En Afrique du sud, plusieurs régions restent secouées par des mouvements anti étrangers, dénommés Dudula, impliquant certains Sud-Africains qui pourchassent des citoyens migrants africains, qu’ils accusent notamment d’accepter des emplois avec des rémunérations dérisoires. Des Congolais sont, eux aussi, victimes de ce phénomène récurrent, d’où l’appel à la vigilance de la représentation diplomatique à Pretoria.
Dans un communiqué, l’ambassade congolaise au pays de Nelson Mandela a attiré l’attention des ressortissants Congolais vivant au Kwazulu-Natal, au Cap Occidental et dans d’autres régions, les invitant à éviter des attroupements et d’interaction avec les manifestants.
L’ambassade recommande la limitation de déplacements non essentiels, et insiste sur le suivi des informations officielles et sur le renforcement des mesures de sécurité autour des domiciles et lieux d’activité des Congolais.
«Les opérateurs économiques congolais sont invités à évaluer la nécessité d'ajuster leurs horaires ou de suspendre temporairement leurs activités durant les journées à risque, afin de préserver la sécurité des personnes et des biens, tandis que l'Ambassade demeure en étroite collaboration avec les autorités sud-africaines compétentes pour assurer la protection de nos ressortissants», renchéri la représentation de la RDC.

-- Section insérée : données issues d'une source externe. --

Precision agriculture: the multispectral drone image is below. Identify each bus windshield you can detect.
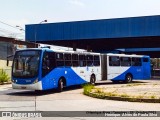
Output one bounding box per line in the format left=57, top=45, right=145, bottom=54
left=12, top=50, right=41, bottom=78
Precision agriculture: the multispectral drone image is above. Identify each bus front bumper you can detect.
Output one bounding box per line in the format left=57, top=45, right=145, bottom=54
left=12, top=81, right=42, bottom=90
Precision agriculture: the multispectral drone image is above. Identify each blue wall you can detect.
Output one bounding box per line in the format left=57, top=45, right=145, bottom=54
left=26, top=16, right=160, bottom=41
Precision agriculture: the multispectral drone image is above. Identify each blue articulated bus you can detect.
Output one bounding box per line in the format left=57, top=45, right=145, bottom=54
left=106, top=53, right=151, bottom=83
left=12, top=48, right=101, bottom=91
left=12, top=45, right=151, bottom=91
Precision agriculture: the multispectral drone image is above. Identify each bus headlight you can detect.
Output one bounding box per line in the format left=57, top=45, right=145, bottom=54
left=33, top=79, right=38, bottom=84
left=12, top=80, right=17, bottom=83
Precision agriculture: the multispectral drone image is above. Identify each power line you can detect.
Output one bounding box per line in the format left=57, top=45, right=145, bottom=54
left=0, top=21, right=23, bottom=29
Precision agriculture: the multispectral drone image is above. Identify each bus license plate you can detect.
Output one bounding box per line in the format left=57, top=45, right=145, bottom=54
left=21, top=87, right=26, bottom=89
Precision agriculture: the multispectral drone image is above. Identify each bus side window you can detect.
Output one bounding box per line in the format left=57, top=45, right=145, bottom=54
left=121, top=57, right=131, bottom=66
left=94, top=55, right=100, bottom=66
left=79, top=55, right=86, bottom=67
left=132, top=58, right=142, bottom=66
left=42, top=52, right=56, bottom=76
left=64, top=53, right=72, bottom=67
left=143, top=58, right=149, bottom=62
left=109, top=56, right=120, bottom=66
left=56, top=53, right=64, bottom=66
left=86, top=55, right=93, bottom=66
left=72, top=54, right=79, bottom=67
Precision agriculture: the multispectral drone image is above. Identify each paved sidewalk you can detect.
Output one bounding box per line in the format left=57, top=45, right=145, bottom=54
left=88, top=80, right=160, bottom=103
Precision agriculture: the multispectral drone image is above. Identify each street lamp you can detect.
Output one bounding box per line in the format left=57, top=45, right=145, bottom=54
left=16, top=25, right=25, bottom=31
left=34, top=20, right=47, bottom=48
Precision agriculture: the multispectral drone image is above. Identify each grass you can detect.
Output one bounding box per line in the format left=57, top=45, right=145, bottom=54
left=83, top=84, right=160, bottom=103
left=82, top=84, right=94, bottom=95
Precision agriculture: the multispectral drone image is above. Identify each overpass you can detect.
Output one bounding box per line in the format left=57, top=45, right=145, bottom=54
left=26, top=15, right=160, bottom=57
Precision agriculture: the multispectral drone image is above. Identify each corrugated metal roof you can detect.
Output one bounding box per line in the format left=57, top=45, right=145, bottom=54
left=26, top=16, right=160, bottom=41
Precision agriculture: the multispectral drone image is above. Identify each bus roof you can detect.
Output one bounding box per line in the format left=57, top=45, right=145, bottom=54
left=106, top=53, right=149, bottom=57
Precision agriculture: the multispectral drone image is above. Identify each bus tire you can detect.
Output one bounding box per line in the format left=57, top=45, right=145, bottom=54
left=58, top=78, right=64, bottom=92
left=90, top=75, right=96, bottom=85
left=124, top=74, right=133, bottom=83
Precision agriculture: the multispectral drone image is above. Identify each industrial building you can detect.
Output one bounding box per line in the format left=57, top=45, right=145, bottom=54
left=25, top=15, right=160, bottom=57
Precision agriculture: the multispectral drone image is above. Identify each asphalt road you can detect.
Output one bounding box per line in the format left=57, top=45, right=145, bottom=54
left=0, top=81, right=160, bottom=120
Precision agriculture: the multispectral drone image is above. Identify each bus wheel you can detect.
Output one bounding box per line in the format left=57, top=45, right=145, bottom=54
left=90, top=75, right=96, bottom=85
left=58, top=78, right=64, bottom=92
left=125, top=74, right=133, bottom=83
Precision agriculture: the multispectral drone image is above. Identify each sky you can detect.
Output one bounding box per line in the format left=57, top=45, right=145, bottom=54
left=0, top=0, right=160, bottom=39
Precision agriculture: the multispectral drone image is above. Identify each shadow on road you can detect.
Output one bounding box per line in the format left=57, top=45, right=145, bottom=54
left=6, top=85, right=82, bottom=96
left=6, top=81, right=147, bottom=96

Des images qui circulent depuis plus d’une semaine, témoignent de la violence physique que les Sud-Africains infligent aux migrants Africains en masse dans plusieurs coins du pays, et qui pourrait s’étendre dans la province du Gauteng en marge de la célébration du freedom day.
En 2008, des attaques contre notamment des Zimbabwéens, Mozambicains, Nigérians, des Congolais et des Somaliens avaient fait plus de 60 morts à Johannesburg, au Cap et à Durban. Entre 2015, 2019 et 2022, des nouvelles attaques avaient dégénéré, faisant des pillages des commerces tenus par des étrangers noirs, souvent accusés d’être dans les réseaux de drogue, prostitution et vols.